1. The Mortgagee/Lender is not actively doing anything.
2. The estate has no net assets and no person or person anywhere that can be contacted to legally do anything. The Ass'n is in contact with the heirs father/representative who provided the information in question. Having rejected the estate the heirs are laoth to do anything else related to the estate lest they be deemed to have taken it over and become responisble for its debts.
3. Waiting for the Lender to act could take months if not years, and dues would remain unpaid and eventually uncollectible from anyone, (beyond a minor repayment by the Lender at some point in time)
Option # XXXXX The practical option
1. The Ass'n takes over the unit in a de facto
move whether entirely legal or not "to preserve the asset". Meanwhile the foreclosure suit, previously on hold, is reinstated.
2. It so informs the Lender as the only true stakeholder and the Probate Court where the Will is being probated.
3. It then proceeds to rent unit the unit subject to the rights of the first mortgage lender.
That allows the Ass'n to recover some of its past losses and ensure that until the Lender acts, the dues will be covered.
Option # XXXXX; The entirely safe legal option:
1. The Association continues with its foreclosure proceedings and waits either, for those proceedings to end in the Ass'n title
to the unit, or the Mortgage Lender becoming the owner.
That means the Ass'n continues to lose money every month as it pays for the electricity to protect the building from mold, but receives no dues at all.
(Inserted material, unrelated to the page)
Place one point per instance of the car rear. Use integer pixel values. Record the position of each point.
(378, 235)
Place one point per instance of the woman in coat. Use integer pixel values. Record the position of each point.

The difference in the 2 methods could cost the Ass'n up to $15 - $20,000
Those favoring the de facto move say it's legal and nobody is getting hurt anyway, and notice will have been given to all possible stakeholders.
Others question the legality of the de facto move.
The Question is:
1. Does the de facto move have at least the color of legality?
2. If not what is the actual risk if it is used and who can claim to having been hurt?
3, Finally would it help if the heirs actually signed a Quit Claim Deed to the Ass'n although they have formally rejected the estate.